Chirurgie : si une lésion structurelle majeure (rupture ligamentaire complète, fracture importante) est confirmée, une intervention chirurgicale peut être nécessaire. Les chirurgies orthopédiques équines sont complexes et coûteuses (2000 à 5000 € minimum). Elles ne garantissent pas toujours un retour complet au travail. Exemple : chirurgie de réparation d'une déchirure du ligament suspenseur, arthroscopie pour retirer des fragments cartilagineux, ou fixation d'une fracture.

Bloc nerveux : en diagnostic, le vétérinaire peut réaliser des blocs nerveux locaux pour identifier précisément quelle région cause la douleur. On injecte un anesthésique local près d'un nerf ou d'une articulation. Si la boiterie disparaît après, on sait que la source de douleur est en aval du bloc. Cette technique aide au diagnostic mais n'est pas un traitement permanent.

Radiographie et imagerie avancée : l'IRM (très coûteux, 1500 à 3000 € minimum, accessible surtout dans les cliniques universitaires) peut visualiser des lésions douces (muscles, ligaments, cartilage) non visibles à la radio. Utile pour les boiteries chroniques persistantes ou les chevaux de sport où il faut des réponses précises.

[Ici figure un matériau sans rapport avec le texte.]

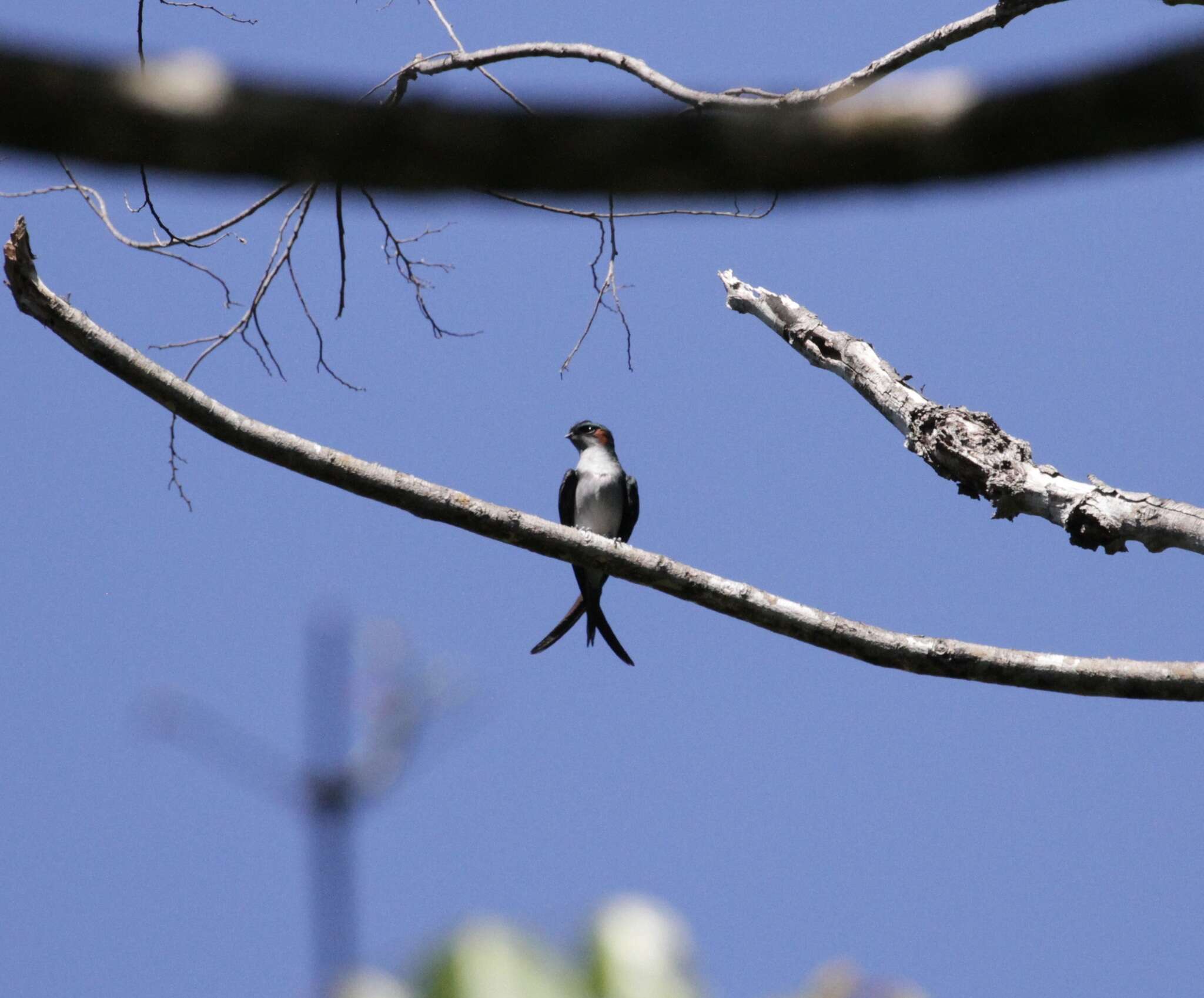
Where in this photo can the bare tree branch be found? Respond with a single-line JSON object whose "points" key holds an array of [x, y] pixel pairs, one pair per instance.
{"points": [[969, 448], [650, 213], [224, 128], [484, 72], [996, 16], [930, 656]]}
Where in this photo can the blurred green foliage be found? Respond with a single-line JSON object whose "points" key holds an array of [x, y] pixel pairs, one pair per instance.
{"points": [[636, 948]]}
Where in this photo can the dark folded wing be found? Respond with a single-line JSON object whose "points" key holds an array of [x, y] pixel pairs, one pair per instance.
{"points": [[568, 498], [630, 510]]}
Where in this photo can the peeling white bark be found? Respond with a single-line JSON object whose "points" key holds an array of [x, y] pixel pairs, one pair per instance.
{"points": [[913, 653], [969, 448]]}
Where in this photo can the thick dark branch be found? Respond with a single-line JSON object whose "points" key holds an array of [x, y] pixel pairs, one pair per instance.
{"points": [[190, 117], [930, 656], [969, 448]]}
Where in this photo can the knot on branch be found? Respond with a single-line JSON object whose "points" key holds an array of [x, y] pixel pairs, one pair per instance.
{"points": [[971, 449], [1092, 524]]}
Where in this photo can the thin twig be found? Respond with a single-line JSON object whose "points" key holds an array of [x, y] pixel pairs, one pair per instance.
{"points": [[405, 266], [483, 71], [611, 283], [322, 343], [342, 249], [428, 500], [650, 213], [96, 202], [209, 8], [996, 16], [175, 460]]}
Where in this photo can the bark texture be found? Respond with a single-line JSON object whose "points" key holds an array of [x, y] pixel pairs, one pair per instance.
{"points": [[969, 448], [189, 116], [913, 653]]}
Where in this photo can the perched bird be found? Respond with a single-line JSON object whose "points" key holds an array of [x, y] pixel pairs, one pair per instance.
{"points": [[598, 496]]}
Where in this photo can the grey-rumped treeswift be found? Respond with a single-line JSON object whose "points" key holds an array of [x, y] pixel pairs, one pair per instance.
{"points": [[598, 496]]}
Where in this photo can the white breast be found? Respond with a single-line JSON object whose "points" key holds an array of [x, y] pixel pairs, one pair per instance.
{"points": [[600, 493]]}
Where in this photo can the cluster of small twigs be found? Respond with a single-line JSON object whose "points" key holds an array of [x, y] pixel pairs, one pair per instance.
{"points": [[606, 288]]}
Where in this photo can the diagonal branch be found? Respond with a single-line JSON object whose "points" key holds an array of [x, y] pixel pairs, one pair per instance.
{"points": [[996, 16], [930, 656], [969, 448], [226, 128]]}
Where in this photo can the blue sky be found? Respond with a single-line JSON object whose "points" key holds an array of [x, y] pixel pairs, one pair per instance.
{"points": [[791, 805]]}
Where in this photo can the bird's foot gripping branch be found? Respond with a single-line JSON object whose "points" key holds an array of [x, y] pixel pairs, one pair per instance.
{"points": [[877, 646]]}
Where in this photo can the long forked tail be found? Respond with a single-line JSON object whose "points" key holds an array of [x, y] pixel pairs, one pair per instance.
{"points": [[595, 618], [564, 627]]}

Points clés à retenir pour l'évaluation

Quand vous observez votre cheval, notez toujours ces éléments pour communiquer efficacement au vétérinaire :

  • Moment d'apparition : soudain (aiguë) ou progressif (chronique) ?
  • Gait affecté : au pas, au trot, au galop ?
  • Latéralité : côté droit, côté gauche, ou les deux postérieurs ?
  • Aggravants : terrain dur aggrave-t-il la boiterie ? Et le terrain mou ?
  • Amélioration : s'améliore-t-elle après échauffement ou empire-t-elle ?
  • Signes secondaires : y a-t-il une enflure, une chaleur, une plaie ouverte ?

Une boiterie arrière est moins souvent une urgence immédiate qu'une boiterie antérieure (où le cheval peut refuser de porter le poids), mais elle ne doit jamais être ignorée. Plus tôt vous la détectez et consultez, mieux vous pourrez préserver la santé à long terme de votre cheval. Les affections chroniques de l'arrière-train, si négligées, dégénèrent souvent en arthrose permanent qui limitera la carrière du cheval.

Gardez un journal des observations. Notez quand la boiterie s'est manifestée, comment elle a évolué, et comment votre cheval répond au travail. Cela aidera énormément le vétérinaire et vous permettra de voir les progrès (ou la dégradation) au fil du temps.